While conservatives in the US have routinely described China and the Chinese as “communist,” actual market signals have for quite some time indicated something very different. Markets once again always have their say, and they’ve long mocked the popular and rather paranoid narrative that China is a communist country.

As evidenced by the ubiquity of Americana in a country that formerly personified the endless want that runs wholly counter to what the US symbolizes, China ceased being “communist” long ago. The previous truth doesn’t mean that the country came to embrace US-style freedom overnight, but it does ridicule the popular narrative about China as a communist country. We know this because the world’s most valuable businesses (that would be American businesses) would never develop such a notable presence in a county that suffocated commercial achievement.

It’s all a reminder that at least up until now, the Chinese were in an economic sense very free. None of this is to excuse the country’s errors on the matter of personal freedom, but it does exist as an inconvenient truth for those eager to create the perception of modern China as a creation of the state and its finance.

More realistically, governments have no resources. This truth is an article of faith in conservative circles stateside, but it’s largely gone out the window on the matter of China. Desperate to describe China’s progress up until now as something less than it was, conservatives resorted to laughable claims that the communists planned the country’s economic renaissance, and that the US must do the same.

As conservative scholar Nadia Schadlow disappointingly put it in a recent Wall Street Journal opinion piece, the US doesn’t measure up to China owing to its failure to mimic China’s “determination to separate key parts of its economy from ours while fostering dependencies that give Beijing coercive power.” Translated for those who need it, Schadlow and far too many other conservatives believe that state planning gave China global prominence, and it will continue to lift it vis-à-vis the US so long as political forces in the US don’t copy China with an eye on “recognizing that the U.S. needs to produce goods, tie trade policies to the well-being of the American people, and retain its competitive edge across key technologies.”

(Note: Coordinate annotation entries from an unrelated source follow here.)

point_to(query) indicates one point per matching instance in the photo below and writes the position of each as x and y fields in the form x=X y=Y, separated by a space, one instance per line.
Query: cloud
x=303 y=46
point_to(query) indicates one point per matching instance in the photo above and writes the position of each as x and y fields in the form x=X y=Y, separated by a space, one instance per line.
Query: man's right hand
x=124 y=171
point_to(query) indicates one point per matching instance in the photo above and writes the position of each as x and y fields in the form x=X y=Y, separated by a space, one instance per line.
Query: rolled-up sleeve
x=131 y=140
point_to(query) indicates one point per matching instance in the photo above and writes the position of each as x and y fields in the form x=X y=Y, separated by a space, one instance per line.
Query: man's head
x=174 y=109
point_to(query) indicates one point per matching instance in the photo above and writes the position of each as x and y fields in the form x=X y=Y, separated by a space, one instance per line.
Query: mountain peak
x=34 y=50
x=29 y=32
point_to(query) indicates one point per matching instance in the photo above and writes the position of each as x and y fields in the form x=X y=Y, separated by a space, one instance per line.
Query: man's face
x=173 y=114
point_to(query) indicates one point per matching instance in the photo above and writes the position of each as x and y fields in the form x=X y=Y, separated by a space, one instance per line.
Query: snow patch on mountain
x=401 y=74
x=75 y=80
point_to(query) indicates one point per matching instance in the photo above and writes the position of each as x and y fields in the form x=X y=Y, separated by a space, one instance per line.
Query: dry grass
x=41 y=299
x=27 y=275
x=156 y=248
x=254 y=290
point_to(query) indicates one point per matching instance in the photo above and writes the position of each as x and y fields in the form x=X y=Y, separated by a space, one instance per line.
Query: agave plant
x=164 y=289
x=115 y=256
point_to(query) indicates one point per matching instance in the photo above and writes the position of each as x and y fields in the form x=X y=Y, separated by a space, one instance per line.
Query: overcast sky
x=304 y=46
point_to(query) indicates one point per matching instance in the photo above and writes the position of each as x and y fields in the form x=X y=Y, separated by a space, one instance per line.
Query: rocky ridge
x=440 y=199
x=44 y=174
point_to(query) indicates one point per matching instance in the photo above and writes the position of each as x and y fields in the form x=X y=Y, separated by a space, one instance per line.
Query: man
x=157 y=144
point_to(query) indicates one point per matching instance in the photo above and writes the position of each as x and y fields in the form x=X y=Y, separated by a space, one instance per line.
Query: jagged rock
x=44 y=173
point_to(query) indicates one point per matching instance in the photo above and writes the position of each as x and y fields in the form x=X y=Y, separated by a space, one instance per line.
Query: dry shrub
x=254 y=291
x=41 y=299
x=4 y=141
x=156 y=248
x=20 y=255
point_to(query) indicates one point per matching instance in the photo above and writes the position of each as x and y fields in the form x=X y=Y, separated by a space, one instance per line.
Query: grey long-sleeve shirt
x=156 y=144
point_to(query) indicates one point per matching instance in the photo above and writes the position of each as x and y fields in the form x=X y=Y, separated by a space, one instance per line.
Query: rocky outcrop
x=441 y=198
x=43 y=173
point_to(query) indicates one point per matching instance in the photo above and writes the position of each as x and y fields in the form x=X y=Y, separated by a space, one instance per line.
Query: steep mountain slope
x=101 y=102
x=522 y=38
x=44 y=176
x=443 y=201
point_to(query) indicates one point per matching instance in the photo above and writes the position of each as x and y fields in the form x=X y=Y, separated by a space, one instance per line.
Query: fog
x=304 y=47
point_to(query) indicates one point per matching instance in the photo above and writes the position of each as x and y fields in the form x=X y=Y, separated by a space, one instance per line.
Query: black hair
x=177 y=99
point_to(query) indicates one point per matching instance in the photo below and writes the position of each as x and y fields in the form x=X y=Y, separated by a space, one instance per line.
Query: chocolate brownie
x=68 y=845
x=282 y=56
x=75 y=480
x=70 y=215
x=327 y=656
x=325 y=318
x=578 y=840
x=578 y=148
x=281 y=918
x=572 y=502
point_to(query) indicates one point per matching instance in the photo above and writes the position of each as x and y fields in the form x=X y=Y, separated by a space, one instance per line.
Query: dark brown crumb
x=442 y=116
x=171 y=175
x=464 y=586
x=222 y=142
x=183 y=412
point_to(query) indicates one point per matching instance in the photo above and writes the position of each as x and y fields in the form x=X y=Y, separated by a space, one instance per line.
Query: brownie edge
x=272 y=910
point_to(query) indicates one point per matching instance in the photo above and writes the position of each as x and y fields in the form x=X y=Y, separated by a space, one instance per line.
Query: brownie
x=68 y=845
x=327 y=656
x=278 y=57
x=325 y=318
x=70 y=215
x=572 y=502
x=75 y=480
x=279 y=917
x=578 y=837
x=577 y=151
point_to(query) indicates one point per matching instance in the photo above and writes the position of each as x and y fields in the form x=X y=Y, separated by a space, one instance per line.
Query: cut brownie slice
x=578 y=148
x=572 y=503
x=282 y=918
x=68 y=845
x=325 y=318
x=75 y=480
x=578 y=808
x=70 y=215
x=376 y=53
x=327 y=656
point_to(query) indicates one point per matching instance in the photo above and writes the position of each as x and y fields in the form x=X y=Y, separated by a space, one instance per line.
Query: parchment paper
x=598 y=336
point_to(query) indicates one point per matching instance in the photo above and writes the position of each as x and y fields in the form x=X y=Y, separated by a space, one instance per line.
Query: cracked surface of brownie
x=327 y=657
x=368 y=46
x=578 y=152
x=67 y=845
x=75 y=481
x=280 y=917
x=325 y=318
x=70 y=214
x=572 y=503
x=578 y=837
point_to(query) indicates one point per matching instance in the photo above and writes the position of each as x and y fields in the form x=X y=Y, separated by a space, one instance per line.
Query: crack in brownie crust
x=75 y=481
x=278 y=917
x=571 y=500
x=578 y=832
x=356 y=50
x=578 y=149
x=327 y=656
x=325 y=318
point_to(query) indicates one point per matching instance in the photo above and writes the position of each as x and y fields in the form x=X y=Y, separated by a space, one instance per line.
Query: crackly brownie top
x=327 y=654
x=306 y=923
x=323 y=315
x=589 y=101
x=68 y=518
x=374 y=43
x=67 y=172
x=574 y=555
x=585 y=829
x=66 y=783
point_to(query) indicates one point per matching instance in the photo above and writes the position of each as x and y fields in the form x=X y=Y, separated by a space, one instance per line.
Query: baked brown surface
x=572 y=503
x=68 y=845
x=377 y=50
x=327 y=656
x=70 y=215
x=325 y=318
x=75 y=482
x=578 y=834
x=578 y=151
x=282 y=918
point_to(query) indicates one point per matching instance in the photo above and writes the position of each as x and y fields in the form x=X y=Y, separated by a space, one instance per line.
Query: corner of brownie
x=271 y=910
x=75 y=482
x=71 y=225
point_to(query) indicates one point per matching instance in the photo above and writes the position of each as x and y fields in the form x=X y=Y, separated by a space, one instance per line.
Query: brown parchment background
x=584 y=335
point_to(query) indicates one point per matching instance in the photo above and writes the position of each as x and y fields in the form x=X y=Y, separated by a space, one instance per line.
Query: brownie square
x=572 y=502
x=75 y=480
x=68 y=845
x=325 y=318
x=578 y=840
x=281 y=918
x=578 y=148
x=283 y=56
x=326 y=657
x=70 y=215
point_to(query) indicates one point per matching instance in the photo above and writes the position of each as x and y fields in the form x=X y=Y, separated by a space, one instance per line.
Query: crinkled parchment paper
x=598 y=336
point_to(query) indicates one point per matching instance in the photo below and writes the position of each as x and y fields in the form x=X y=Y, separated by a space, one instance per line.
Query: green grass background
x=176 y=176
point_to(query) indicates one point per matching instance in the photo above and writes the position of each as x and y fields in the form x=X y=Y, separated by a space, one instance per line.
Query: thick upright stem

In other words, Schadlow imagines that China’s growth was born of industrial policy directed from the Commanding Heights, and that the US must do the same. How sad. How naïve.

That is so simply because governments are logically constrained by the known of commerce. By definition. We know this because actual commerce is regularly being pulled in all new directions by entrepreneurs feverishly taking us where we never imagined we needed to go. To then pretend as Schadlow does that China’s immense economic strides were planned by bureaucrats speaks to an impressive misunderstanding of how economies grow. Schadlow is basically calling for government types unable to see beyond the present to plan a future that will be defined by the present. Talk about a step backward.

Better yet, what Schadlow sadly supports is arguably what Xi is promising. While no sane person would imagine his goal is a blast to a brutal 1970s past, the sad fact that so many conservatives support industrial policy from Washington, DC signals just how realistic it might be that Xi will pursue something similar. The desire to centrally plan economic outcomes is popular among political types.

Which is why the Hang Seng correction was once again so bullish. It’s a reminder to politicians and pundits the world over that markets are much more powerful than politicians, and they’ll speak their mind in ways that shame those so foolish and so arrogant as to believe that prosperity can be planned. It’s a warning to Xi, but also a warning to conservatives who should know better, but who presently think that the answer to state planning is more state planning.